The report praised the city’s fire department and the University of Virginia Health System for their quick response to victims of the car attack, calling it “a bright success on a day largely filled with failure.”
Some of the problems identified in the report echo the criticism of law enforcement response at the time; some are new revelations. Among the mistakes:
- Attempts in the days before the protest to move the event to a different location meant that law enforcement had to plan for two scenarios.
- Charlottesville Police and Virginia State Police did not sufficiently coordinate their plans. On August 12, their officers could not communicate over the radio with one another because they were on different channels.
- Police did not adequately separate conflicting groups, which led to physical altercations.
- Police commanders instructed their officers not to intervene in all but the most serious physical confrontations. They prepared to respond to violence by declaring an unlawful assembly and dispersing the crowd.
- Once unlawful assembly was declared, police efforts to disperse the crowd generated more violence, as conflicting groups were pushed toward each other.
- Officers remained behind barricades in relatively empty areas, rather than being stationed along crucial routes as protesters and counterprotesters shifted and clashed.
- Tactical gear wasn’t accessible when officers needed it.
- Charlottesville Police received inaccurate information from Commonwealth’s Attorney Dave Chapman regarding the legality of restricting weapons other than firearms. Chapman told police they could not restrict other weapons, when in fact the city could have prohibited bats, poles and shields.
In a statement to NPR, Charlottesville City Manager Maurice Jones said that the city does “not agree with every aspect of the report’s findings,” but it is thankful for the work of the reviewers.
“We faced an unprecedented series of protests and demonstrations this summer, culminating with the Unite the Right Rally on August 12th,” Jones said. “On a number of fronts, as the report acknowledges, we succeeded in protecting our City to the best of our abilities. But in other areas we, and our law enforcement partner in the Virginia State Police, undoubtedly fell short of expectations, and for that we are profoundly sorry. This report is one critical step in helping this community heal and move forward after suffering through this summer of hate.”
Police Chief Al Thomas Jr. released a statement saying, “My hope now is that, as we move forward … we can learn from the productive elements of this report, work together to address our shortcomings and recommit ourselves to serving the public in a way that gives our citizens the utmost confidence in their safety and wellbeing.”
After documenting what went wrong, the report also had a number of recommendations for Charlottesville and other municipalities that need to prepare for similar “mass unrest events.”

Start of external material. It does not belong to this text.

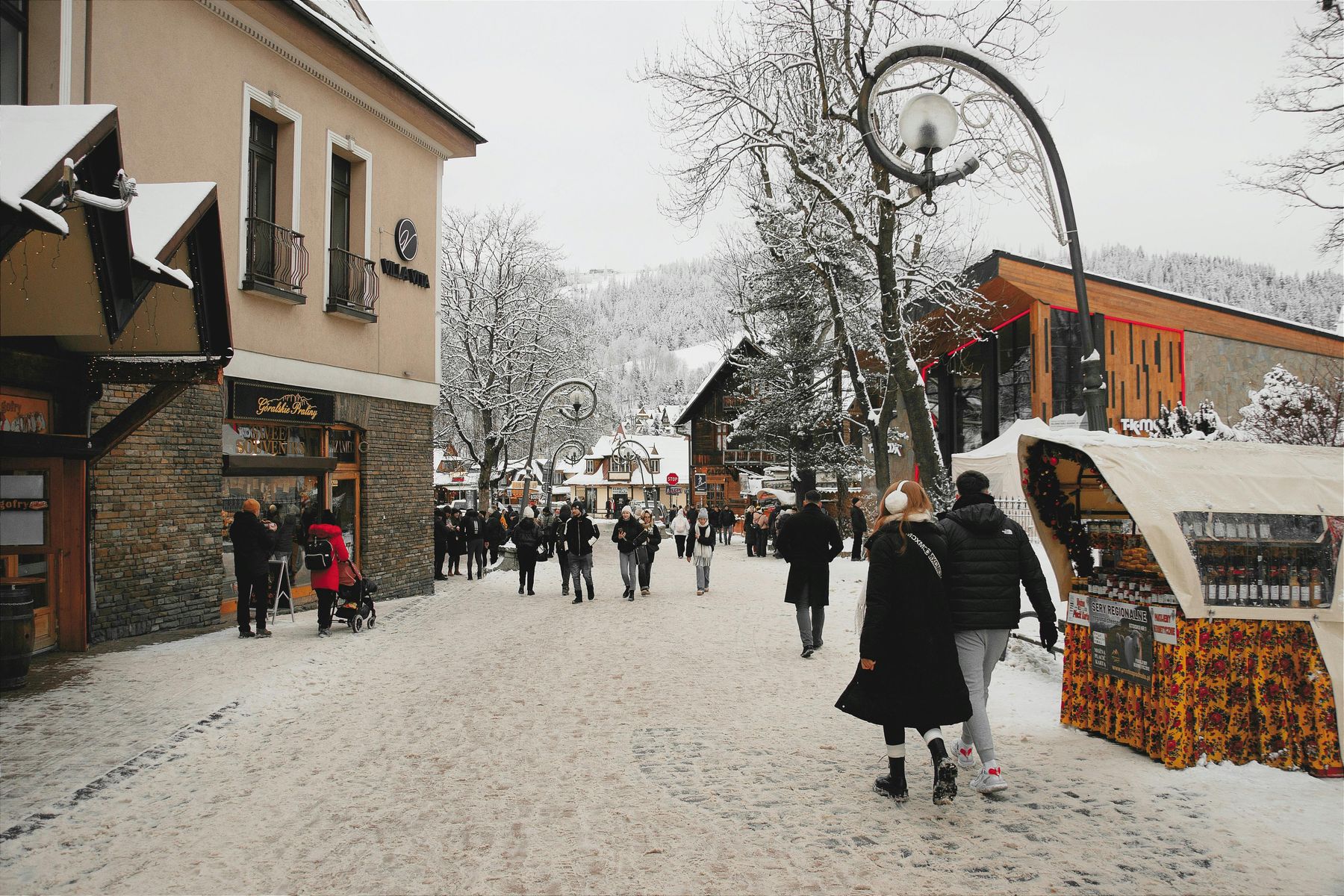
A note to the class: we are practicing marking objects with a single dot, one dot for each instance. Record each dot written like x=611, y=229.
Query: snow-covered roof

Among Heaphy’s recommendations:
- That cities use “the stadium approach”: secure perimeters with designated points of entry and enforced separation of conflicting groups.
- That the Virginia General Assembly “criminalize the use of a flame to intimidate” and “empower municipalities to enact reasonable restrictions on the right to carry firearms at large protest events.”
- That police recognize that “not all attendees at protest events will coordinate with law enforcement, either because they are too loosely organized to do so or because it is incompatible with their ideology.” Rather than ignore such groups, agencies must plan for resistence and anticipate gaps in intelligence and planning.
- That the Justice Department or a national police organization establish a clearinghouse to share information and plans before and after events.
- That police officers be trained in “the role of law enforcement in facilitating free expression” and de-escalation techniques.
- That police use a continuum of strategies during such events: adopting a “soft” approach of “wearing ordinary uniforms and avoiding militarized approaches” that can stir unrest, while preparing for disorder with clear policies on making arrests and using force.